Mais que d’inquiétudes à longueur d’antennes déversées pour les portefeuilles d’actions. Que de craintes d’éditorialistes effarouchés, chantres, il y a peu, des marchés libres, apôtres du privé, promoteurs du TCE. Et toutes ces indignations vertueuses des politiques qui, par ailleurs, privatisent et privatisent encore…l’assurance-maladie par tronçons, France-Telecom, GDF, Air France et à présent la Poste.

Non que cette crise financière puisse être prise à la légère. Un ensemble d’analyses alerte depuis longtemps sur les folies d’une dérégulation sans entraves. La catastrophe était prévisible.

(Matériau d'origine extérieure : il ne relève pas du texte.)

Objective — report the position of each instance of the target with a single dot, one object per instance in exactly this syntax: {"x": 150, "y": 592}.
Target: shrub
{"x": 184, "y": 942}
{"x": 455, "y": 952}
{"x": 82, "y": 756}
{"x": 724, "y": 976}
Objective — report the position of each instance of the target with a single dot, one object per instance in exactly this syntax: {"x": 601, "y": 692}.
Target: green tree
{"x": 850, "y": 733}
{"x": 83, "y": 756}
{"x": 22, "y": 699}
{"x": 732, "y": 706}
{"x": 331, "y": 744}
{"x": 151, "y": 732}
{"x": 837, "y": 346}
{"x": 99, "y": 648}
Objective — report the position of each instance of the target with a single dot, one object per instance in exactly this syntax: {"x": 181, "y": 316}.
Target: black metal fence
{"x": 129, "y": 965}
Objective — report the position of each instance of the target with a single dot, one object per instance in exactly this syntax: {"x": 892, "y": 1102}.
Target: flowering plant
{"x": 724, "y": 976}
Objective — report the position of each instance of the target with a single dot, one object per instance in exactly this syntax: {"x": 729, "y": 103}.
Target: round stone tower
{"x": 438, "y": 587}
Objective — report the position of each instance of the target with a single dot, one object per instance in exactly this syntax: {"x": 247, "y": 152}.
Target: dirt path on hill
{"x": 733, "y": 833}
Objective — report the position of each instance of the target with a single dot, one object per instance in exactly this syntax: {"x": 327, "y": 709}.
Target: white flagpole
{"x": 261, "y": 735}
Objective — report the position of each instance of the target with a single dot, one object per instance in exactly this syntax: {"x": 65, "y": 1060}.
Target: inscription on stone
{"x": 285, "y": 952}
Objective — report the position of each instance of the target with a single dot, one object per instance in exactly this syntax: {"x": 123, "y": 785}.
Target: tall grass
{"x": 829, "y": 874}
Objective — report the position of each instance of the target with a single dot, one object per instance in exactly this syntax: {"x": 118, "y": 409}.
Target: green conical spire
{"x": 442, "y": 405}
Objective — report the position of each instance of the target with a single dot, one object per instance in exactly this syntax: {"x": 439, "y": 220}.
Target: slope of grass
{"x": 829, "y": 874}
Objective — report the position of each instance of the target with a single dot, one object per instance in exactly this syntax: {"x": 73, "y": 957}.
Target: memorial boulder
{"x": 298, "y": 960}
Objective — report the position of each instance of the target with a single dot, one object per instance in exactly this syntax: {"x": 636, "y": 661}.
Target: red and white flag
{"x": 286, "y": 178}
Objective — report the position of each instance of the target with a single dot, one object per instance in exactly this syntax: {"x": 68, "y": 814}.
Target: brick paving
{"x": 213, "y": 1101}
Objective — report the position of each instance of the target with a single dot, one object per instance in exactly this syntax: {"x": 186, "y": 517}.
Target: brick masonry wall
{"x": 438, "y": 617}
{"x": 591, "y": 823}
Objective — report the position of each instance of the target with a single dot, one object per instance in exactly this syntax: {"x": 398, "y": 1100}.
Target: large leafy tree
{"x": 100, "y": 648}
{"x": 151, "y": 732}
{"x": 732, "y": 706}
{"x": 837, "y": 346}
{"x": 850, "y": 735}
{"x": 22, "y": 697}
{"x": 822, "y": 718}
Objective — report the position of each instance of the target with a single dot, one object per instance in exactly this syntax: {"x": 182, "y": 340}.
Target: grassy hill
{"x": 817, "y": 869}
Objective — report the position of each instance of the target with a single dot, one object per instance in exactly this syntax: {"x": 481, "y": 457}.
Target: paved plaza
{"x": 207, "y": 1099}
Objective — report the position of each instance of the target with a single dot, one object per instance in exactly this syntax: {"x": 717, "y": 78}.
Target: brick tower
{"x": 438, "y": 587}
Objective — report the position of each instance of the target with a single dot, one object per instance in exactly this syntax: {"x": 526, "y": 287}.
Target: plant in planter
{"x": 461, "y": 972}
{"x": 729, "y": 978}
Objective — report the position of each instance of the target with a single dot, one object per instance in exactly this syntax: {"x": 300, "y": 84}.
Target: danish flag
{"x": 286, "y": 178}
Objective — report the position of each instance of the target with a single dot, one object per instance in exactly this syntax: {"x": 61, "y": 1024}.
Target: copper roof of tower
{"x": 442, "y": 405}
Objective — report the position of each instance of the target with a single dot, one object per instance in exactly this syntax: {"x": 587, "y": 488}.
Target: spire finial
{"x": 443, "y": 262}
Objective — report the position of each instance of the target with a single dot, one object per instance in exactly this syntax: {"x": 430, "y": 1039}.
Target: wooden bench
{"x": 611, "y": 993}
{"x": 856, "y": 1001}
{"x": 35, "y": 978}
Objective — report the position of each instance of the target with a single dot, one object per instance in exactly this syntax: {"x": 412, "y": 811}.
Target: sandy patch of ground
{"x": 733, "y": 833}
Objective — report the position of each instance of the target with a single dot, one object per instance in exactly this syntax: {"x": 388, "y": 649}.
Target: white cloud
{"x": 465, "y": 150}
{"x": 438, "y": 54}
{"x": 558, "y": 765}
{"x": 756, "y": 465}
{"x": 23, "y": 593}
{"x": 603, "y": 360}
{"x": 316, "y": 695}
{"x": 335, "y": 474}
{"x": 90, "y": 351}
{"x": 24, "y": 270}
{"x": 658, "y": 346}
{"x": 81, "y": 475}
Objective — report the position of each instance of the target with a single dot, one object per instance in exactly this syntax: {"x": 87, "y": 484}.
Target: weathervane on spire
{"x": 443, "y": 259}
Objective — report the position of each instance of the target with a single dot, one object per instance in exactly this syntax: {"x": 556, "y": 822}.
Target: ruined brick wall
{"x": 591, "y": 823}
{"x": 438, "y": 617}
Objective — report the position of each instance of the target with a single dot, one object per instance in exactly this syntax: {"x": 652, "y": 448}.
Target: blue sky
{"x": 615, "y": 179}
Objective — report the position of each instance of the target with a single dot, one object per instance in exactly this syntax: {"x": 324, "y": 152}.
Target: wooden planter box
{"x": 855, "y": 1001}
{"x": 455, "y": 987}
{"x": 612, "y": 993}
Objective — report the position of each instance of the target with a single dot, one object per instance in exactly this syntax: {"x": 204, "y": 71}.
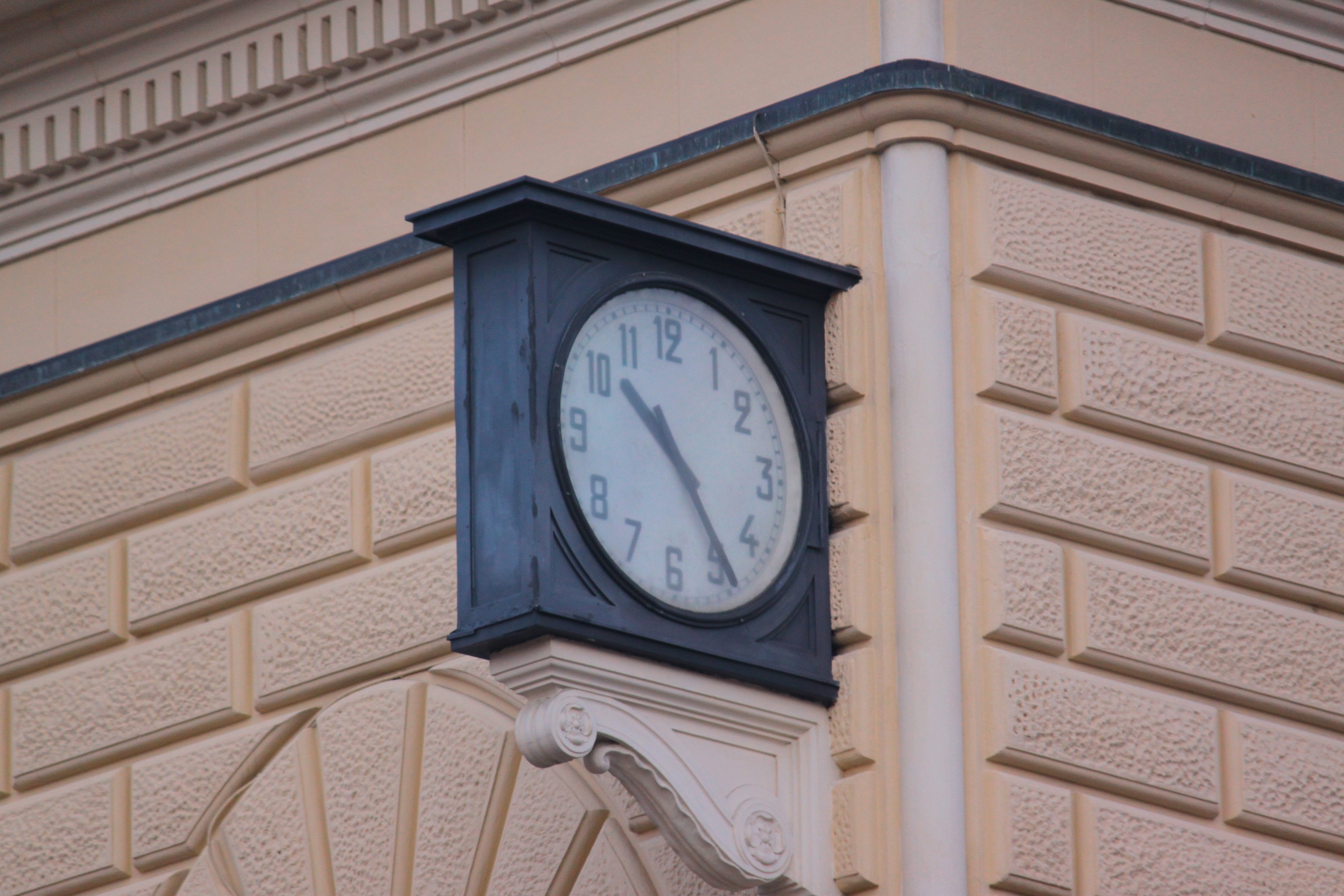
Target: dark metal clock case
{"x": 531, "y": 262}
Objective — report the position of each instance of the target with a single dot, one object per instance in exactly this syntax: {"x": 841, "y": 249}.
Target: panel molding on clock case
{"x": 532, "y": 261}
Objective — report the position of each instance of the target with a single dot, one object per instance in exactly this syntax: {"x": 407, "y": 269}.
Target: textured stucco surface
{"x": 239, "y": 545}
{"x": 1025, "y": 346}
{"x": 460, "y": 770}
{"x": 1078, "y": 722}
{"x": 1093, "y": 245}
{"x": 1258, "y": 282}
{"x": 394, "y": 606}
{"x": 1141, "y": 854}
{"x": 170, "y": 792}
{"x": 97, "y": 704}
{"x": 1292, "y": 777}
{"x": 366, "y": 383}
{"x": 542, "y": 820}
{"x": 1039, "y": 833}
{"x": 1103, "y": 484}
{"x": 61, "y": 835}
{"x": 123, "y": 468}
{"x": 414, "y": 485}
{"x": 1171, "y": 623}
{"x": 602, "y": 874}
{"x": 1224, "y": 402}
{"x": 362, "y": 746}
{"x": 56, "y": 604}
{"x": 1288, "y": 535}
{"x": 1026, "y": 578}
{"x": 268, "y": 832}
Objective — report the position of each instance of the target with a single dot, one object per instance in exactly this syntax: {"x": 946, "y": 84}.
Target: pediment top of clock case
{"x": 534, "y": 199}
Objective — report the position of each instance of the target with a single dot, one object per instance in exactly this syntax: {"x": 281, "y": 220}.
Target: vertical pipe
{"x": 917, "y": 234}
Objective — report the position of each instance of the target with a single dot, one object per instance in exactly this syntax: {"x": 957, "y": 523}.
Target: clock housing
{"x": 532, "y": 262}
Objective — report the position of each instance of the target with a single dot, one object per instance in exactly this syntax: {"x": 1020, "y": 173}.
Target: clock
{"x": 686, "y": 468}
{"x": 640, "y": 419}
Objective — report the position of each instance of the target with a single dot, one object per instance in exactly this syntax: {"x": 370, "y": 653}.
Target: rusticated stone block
{"x": 1284, "y": 782}
{"x": 175, "y": 797}
{"x": 1015, "y": 351}
{"x": 402, "y": 612}
{"x": 268, "y": 833}
{"x": 1093, "y": 490}
{"x": 1086, "y": 252}
{"x": 68, "y": 840}
{"x": 129, "y": 701}
{"x": 1279, "y": 305}
{"x": 63, "y": 609}
{"x": 262, "y": 543}
{"x": 364, "y": 748}
{"x": 1201, "y": 402}
{"x": 854, "y": 740}
{"x": 1280, "y": 540}
{"x": 852, "y": 582}
{"x": 1130, "y": 852}
{"x": 414, "y": 490}
{"x": 850, "y": 474}
{"x": 472, "y": 756}
{"x": 125, "y": 473}
{"x": 362, "y": 391}
{"x": 1206, "y": 640}
{"x": 1030, "y": 837}
{"x": 855, "y": 801}
{"x": 1069, "y": 724}
{"x": 1022, "y": 590}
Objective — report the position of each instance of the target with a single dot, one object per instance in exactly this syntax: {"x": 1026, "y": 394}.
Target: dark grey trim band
{"x": 908, "y": 76}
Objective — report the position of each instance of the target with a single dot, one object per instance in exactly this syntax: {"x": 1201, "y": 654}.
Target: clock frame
{"x": 531, "y": 262}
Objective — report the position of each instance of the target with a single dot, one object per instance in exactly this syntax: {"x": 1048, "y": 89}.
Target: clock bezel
{"x": 579, "y": 320}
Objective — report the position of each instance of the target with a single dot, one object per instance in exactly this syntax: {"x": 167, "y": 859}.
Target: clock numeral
{"x": 674, "y": 574}
{"x": 669, "y": 330}
{"x": 579, "y": 419}
{"x": 600, "y": 375}
{"x": 629, "y": 354}
{"x": 597, "y": 484}
{"x": 635, "y": 539}
{"x": 746, "y": 538}
{"x": 768, "y": 493}
{"x": 742, "y": 403}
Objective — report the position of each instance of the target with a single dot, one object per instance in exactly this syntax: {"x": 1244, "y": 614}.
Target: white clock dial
{"x": 680, "y": 451}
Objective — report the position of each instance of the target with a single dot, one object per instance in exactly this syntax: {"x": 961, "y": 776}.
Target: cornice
{"x": 216, "y": 92}
{"x": 909, "y": 100}
{"x": 1307, "y": 29}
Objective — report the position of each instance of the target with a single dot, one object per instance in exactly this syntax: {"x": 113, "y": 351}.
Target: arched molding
{"x": 415, "y": 788}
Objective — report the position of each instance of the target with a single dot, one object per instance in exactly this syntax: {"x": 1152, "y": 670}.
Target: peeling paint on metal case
{"x": 532, "y": 261}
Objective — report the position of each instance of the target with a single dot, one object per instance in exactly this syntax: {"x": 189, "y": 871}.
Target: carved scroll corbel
{"x": 734, "y": 841}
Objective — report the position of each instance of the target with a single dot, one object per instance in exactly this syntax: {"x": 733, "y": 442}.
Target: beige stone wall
{"x": 1152, "y": 539}
{"x": 195, "y": 568}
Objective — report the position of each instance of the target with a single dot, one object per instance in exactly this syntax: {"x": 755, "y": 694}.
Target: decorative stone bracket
{"x": 735, "y": 778}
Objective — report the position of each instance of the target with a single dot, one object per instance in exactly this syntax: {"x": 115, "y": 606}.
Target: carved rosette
{"x": 732, "y": 847}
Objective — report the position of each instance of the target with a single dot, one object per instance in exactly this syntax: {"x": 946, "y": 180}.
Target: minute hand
{"x": 663, "y": 436}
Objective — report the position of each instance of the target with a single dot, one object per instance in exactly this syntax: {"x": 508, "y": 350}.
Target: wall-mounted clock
{"x": 641, "y": 436}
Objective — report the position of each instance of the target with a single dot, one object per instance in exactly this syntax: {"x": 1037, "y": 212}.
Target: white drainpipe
{"x": 917, "y": 233}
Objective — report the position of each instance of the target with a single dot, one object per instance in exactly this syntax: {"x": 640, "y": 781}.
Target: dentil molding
{"x": 737, "y": 778}
{"x": 216, "y": 92}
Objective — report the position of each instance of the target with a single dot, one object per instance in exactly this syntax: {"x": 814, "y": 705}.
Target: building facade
{"x": 1085, "y": 440}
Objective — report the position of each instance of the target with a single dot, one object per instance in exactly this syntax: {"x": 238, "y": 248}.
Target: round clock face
{"x": 680, "y": 451}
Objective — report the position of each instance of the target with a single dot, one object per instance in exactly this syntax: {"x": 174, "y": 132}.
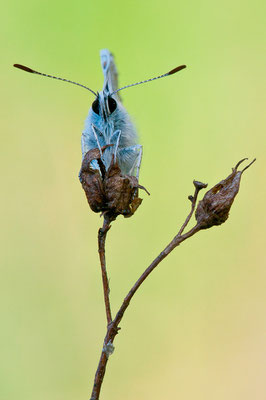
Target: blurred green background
{"x": 196, "y": 329}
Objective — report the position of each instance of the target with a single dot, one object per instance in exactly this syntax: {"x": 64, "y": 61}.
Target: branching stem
{"x": 112, "y": 328}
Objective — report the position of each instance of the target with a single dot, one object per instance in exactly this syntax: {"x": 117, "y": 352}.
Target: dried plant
{"x": 113, "y": 194}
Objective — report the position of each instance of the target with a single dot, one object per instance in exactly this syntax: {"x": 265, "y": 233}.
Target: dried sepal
{"x": 214, "y": 208}
{"x": 109, "y": 191}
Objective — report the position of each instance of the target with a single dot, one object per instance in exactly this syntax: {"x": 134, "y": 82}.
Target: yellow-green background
{"x": 196, "y": 329}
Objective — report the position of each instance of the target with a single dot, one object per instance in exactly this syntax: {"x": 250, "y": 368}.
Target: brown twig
{"x": 112, "y": 329}
{"x": 212, "y": 210}
{"x": 101, "y": 249}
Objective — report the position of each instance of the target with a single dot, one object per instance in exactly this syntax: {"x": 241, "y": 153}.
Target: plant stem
{"x": 112, "y": 329}
{"x": 101, "y": 249}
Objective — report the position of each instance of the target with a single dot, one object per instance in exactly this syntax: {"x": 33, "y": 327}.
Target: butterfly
{"x": 108, "y": 122}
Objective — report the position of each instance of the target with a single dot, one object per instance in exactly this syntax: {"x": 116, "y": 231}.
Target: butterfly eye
{"x": 96, "y": 107}
{"x": 112, "y": 104}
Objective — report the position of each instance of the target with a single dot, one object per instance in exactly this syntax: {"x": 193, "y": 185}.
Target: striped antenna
{"x": 27, "y": 69}
{"x": 173, "y": 71}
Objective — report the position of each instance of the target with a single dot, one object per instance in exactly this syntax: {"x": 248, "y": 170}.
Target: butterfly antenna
{"x": 27, "y": 69}
{"x": 173, "y": 71}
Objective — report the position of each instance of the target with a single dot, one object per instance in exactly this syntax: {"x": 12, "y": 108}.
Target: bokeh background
{"x": 196, "y": 329}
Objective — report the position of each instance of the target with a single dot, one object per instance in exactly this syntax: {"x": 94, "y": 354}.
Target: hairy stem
{"x": 101, "y": 248}
{"x": 112, "y": 329}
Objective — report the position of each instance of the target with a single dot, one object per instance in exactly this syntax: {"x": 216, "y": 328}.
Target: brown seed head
{"x": 214, "y": 208}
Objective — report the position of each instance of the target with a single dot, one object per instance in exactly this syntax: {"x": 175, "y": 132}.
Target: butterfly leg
{"x": 96, "y": 138}
{"x": 138, "y": 160}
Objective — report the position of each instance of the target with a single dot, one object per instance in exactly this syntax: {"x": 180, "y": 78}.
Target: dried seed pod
{"x": 214, "y": 208}
{"x": 109, "y": 191}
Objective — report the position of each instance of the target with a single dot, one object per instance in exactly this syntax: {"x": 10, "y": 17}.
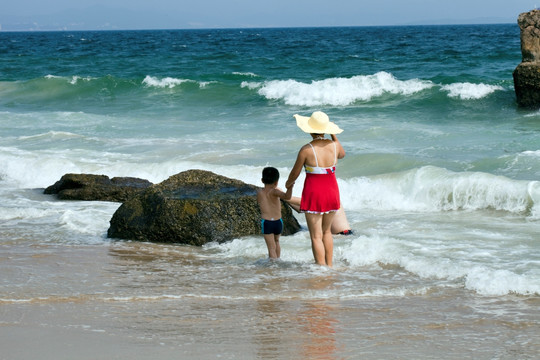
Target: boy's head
{"x": 270, "y": 175}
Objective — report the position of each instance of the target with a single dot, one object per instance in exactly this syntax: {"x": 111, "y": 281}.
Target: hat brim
{"x": 303, "y": 123}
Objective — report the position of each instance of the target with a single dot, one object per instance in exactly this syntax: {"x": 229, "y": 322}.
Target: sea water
{"x": 440, "y": 185}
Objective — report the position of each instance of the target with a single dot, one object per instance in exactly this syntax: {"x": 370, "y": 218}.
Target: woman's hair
{"x": 270, "y": 175}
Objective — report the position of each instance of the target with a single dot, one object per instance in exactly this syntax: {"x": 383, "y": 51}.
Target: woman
{"x": 320, "y": 196}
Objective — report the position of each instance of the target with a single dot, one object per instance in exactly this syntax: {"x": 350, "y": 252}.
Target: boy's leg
{"x": 278, "y": 247}
{"x": 271, "y": 245}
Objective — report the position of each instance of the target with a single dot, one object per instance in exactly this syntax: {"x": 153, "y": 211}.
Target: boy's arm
{"x": 283, "y": 195}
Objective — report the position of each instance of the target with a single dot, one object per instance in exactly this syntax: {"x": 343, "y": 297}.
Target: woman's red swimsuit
{"x": 321, "y": 192}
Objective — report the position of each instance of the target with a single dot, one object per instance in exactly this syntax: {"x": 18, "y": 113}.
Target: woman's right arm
{"x": 297, "y": 168}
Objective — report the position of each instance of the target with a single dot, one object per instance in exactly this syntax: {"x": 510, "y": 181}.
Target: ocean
{"x": 440, "y": 184}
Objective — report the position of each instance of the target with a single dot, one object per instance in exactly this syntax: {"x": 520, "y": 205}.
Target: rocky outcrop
{"x": 193, "y": 207}
{"x": 527, "y": 74}
{"x": 96, "y": 187}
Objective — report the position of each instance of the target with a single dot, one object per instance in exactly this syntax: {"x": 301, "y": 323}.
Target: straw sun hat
{"x": 317, "y": 123}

On nous dit le capitalisme est devenu fou. Non, c’est le capitalisme, c’est tout. Jusqu’au bout faire de l’argent sur de l’argent, cultiver la rentabilité immédiate, viser le plus de « retour sur investissement » possible (contre l’emploi), surendetter et surendetter encore les plus pauvres, monter jusqu’à plus soif des circuits financiers impossibles à contrôler, pour n’être contrôlé par personne, défiscaliser dans les paradis fiscaux. Ce fut l’unique horizon, la boussole, et le principe de gloire des financiers les plus habiles. Qui va payer la récession ? Les salariés dont les revenus seront comprimés. Les salariés, licenciés. Les salariés en CDD, qui ne seront pas ou plus embauchés. Les retraités les plus pauvres. Les malades déremboursés. Les chômeurs toujours plus contrôlés, toujours plus radiés. Les universités et la recherche publique, aux budgets réduits. Bref ceux qui payaient déjà la paupérisation de l’Etat organisée par la noblesse d’Etat libérale.

Mais silence sur ces conséquences. Les traders souffrent, un peu de compassion…De fins idéologues posaient le libéralisme en « fin de l’histoire ». Il est temps de remettre à l’endroit ce que le libéralisme économique fait tourner à l’envers.